Cisco and SAP redefine the future of the enterprise


8 Jul 2005

Cisco has told siliconrepublic.com that it is working with enterprise resource planning (ERP) giant SAP to create self-thinking enterprise platforms and networks that work seamlessly with platforms from other vendors like Oracle to process the large volumes of data predicted with the advent of radio frequency ID (RFID).

James Wooster, director of application oriented networks (AON) at Cisco EMEA told siliconrepublic.com that the company is at phase three of developing the first network-embedded intelligent message routing system for applications.

AON, Wooster explained, is a network-embedded device in the form of a blade server that natively understands the context and content of application messages. It provides message-level services for communication, integration, transformation, visibility and security through the use of distributed configurable policies.

Unlike traditional software-based approaches that lead to escalating complexity and cost as more applications are added, AON exploits the traditional strengths of network to provide a more pervasive, scalable and manageable solution. Businesses, Wooster predicts, would see immediate benefit from lower cost, higher performance and more importantly a whole new and simpler way for implementing network-aware application intelligence.

“Take a typical purchase order in a business. When it is sent over a network it is atomised into thousands of little packets. All AON does is reconstitute these packets into something that is meaningful. What we are proposing to do is get to the stage where the network can make business decisions about where data goes on the network.

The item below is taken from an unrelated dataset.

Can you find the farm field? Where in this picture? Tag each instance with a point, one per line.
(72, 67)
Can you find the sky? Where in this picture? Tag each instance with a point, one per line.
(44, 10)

“On a system like SAP, the end user bangs in details for a purchase order. But that vital information sits beside loads of ordinary information on the network. What AON does is reconstitute the purchase order to ensure it gets the right priority on the network and ensure that vital actions are taken in the business.”

Wooster says that one of the first applications that Cisco is looking at is the multiple retailer space – firms with a central data centre but multiple warehouses and outlets around the world. “Management typically would have a sort of dashboard alerting them to key business events, such as when a truck leaves a warehouse. With the advent of RFID, the readers for RFID could possibly flood the network with unnecessary data. Because AON is on the network, it looks at various bits of information and decides whether or not it is meaningful. However, it is clever enough to escalate the kind of information that management needs and creates business reports.”

In this way, Wooster explains, a manager in the city of London, for example, would know when a shipment is leaving a warehouse in Singapore to correspond with a particular purchase order he has prioritised by instantaneously sifting through generated RFID data as a pallet passes through the doors of the warehouse.

“Because more and more vendors are adopting XML it is less necessary to build an application proprietary knowledge. That’s an ongoing trend in the integration space. XML is natively understood by AON. In essence, XML is the lingua franca of how applications today talk to each other. AON has the ability to talk to SAP and transform it in such as way that it is understood by a PeopleSoft system,” Wooster concluded.